Russia is responding to the Western sanctions. It has decided to walk out of the International Space Station.
Context
Russia is responding to the Western sanctions. It has decided to walk out of the International Space Station.
About International Space Station
- The ISS was launched in 1998 as part of joint efforts by the U.S., Russia, Japan, Canada and Europe.
- The idea of a space station originated in the 1984 State of the Union address by former U.S. President Ronald Reagan.
- The International Space Station (ISS) is a space station, or a habitable artificial satellite, in low Earth orbit.
- Its first component launched into orbit in 1998, and the ISS is now the largest human-made body in low Earth orbit.
- It circles the Earth in roughly 92 minutes and completes 15.5 orbits per day.
- The ISS serves as a microgravity and space environment research laboratory in which crew members conduct experiments in biology, human biology, physics, astronomy, meteorology, and other fields.
- Five different space agencies representing 15 countries built the $100-billion International Space Station and continue to operate it today.
- The ISS was originally built to operate for 15 years.
- The ISS programme is a joint project between five participating space agencies-
- NASA (United States)
- Roscosmos (Russia)
- JAXA (Japan)
- ESA (Europe)
- CSA (Canada)
- Its ownership and use has been established by intergovernmental treaties and agreements.

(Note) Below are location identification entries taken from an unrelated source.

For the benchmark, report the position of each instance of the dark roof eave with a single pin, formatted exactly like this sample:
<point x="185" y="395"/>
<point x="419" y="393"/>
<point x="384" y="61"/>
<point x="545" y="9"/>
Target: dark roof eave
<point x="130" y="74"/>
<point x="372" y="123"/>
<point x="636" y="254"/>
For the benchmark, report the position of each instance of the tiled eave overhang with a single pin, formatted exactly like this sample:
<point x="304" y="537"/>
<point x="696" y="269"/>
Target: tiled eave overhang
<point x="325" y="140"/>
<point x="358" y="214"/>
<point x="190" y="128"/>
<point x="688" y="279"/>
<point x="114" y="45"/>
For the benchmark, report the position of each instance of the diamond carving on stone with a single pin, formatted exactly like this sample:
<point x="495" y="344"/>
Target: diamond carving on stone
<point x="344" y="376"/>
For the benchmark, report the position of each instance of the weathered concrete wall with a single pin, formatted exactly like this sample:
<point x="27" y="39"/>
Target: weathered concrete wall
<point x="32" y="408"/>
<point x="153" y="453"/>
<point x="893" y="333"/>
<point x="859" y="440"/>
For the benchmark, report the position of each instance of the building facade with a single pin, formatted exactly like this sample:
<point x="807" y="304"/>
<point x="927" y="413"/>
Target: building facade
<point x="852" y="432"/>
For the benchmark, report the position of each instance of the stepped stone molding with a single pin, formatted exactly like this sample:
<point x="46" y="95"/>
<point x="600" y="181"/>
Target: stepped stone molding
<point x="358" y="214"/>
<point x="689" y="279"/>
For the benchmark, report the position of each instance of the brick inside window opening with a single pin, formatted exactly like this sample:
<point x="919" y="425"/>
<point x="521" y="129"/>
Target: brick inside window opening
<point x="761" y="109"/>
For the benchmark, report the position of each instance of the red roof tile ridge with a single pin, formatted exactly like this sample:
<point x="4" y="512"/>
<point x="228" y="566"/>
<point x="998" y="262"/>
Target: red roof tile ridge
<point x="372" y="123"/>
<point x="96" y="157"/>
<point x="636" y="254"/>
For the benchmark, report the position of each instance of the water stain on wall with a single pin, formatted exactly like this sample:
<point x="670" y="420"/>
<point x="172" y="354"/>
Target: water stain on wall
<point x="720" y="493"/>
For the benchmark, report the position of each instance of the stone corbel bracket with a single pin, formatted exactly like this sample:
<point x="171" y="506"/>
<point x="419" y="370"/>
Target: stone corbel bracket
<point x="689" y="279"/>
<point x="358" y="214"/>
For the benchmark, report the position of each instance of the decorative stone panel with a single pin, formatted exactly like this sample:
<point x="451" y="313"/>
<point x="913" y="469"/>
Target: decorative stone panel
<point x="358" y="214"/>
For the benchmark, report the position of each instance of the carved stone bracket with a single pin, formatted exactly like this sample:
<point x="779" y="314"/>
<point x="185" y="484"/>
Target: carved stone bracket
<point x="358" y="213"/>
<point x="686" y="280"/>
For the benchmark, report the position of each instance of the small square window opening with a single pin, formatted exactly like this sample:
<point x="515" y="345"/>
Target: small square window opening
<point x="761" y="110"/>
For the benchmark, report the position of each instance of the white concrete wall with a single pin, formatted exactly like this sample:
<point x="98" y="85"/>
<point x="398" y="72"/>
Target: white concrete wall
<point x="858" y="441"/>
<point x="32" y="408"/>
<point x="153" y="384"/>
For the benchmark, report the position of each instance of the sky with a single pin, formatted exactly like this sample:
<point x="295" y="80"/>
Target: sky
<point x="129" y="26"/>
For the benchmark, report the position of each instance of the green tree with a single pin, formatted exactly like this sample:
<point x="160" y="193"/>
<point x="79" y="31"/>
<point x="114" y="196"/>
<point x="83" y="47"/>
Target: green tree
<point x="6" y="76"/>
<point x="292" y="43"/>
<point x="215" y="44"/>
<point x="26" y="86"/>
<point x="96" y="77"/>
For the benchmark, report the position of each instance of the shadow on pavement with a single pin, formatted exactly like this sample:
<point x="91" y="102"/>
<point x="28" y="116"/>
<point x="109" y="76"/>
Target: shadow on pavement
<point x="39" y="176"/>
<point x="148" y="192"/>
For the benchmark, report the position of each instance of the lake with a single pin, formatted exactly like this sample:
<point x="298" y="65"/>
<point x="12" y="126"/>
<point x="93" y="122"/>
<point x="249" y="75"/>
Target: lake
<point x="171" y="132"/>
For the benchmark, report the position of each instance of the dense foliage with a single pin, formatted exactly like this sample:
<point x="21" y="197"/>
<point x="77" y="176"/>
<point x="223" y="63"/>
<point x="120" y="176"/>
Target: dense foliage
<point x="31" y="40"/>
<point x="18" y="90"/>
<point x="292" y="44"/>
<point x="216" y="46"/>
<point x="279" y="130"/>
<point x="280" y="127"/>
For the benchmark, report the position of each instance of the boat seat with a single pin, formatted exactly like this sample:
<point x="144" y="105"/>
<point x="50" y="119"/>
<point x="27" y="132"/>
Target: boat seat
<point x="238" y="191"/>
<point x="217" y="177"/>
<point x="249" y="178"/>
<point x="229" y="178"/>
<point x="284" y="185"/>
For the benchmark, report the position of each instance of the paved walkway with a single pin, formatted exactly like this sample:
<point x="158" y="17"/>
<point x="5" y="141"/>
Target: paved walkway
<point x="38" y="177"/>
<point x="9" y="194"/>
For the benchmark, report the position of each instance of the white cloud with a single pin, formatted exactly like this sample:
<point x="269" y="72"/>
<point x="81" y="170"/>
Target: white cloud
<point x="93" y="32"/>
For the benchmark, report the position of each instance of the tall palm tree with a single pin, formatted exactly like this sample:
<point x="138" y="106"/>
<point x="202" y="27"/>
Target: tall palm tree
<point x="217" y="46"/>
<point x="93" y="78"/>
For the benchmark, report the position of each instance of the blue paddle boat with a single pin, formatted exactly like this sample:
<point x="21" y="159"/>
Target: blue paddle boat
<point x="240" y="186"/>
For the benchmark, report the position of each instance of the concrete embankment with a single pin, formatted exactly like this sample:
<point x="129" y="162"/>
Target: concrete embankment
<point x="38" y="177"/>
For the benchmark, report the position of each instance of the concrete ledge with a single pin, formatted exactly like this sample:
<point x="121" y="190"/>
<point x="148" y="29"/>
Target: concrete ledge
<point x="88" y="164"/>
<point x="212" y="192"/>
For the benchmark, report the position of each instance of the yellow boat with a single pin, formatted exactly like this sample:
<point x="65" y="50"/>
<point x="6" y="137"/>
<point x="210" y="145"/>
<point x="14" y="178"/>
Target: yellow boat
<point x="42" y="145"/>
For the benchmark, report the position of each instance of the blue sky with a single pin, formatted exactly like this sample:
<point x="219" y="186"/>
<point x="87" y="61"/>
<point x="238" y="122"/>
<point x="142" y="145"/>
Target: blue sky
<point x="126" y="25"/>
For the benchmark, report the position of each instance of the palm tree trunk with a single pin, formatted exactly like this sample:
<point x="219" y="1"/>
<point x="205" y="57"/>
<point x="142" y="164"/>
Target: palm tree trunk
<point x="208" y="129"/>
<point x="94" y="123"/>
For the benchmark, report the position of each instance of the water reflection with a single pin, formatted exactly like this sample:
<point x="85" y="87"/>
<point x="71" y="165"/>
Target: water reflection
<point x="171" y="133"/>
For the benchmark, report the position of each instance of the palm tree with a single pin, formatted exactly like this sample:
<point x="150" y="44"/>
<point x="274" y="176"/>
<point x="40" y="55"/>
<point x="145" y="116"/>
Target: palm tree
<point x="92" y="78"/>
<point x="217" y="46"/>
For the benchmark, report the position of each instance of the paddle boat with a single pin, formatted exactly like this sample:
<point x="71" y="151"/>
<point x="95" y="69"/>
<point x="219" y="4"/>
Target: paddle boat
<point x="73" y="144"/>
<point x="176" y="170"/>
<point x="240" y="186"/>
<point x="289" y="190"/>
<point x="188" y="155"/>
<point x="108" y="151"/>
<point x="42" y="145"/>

- Continuous presence at ISS has resulted in the longest continuous human presence in low earth orbit.
- It is expected to operate until 2030.
- NASA plans to decommission it in 2031.
Russia’s role in maintaining the ISS
- The ISS is built with the cooperation of scientists from five international space agencies — NASA of the U.S., Roscosmos of Russia, JAXA of Japan, Canadian Space Agency and the European Space Agency.
- Each agency has a role to play and a share in the upkeep of the ISS.
- Both in terms of expense and effort, it is not a feat that a single country can support.
- Russia’s part in the collaboration is the module responsible for making course corrections to the orbit of the ISS.
- They also ferry astronauts to the ISS from the Earth and back.
- Until SpaceX’s dragon spacecraft came into the picture the Russian spacecrafts were the only way of reaching the ISS and returning.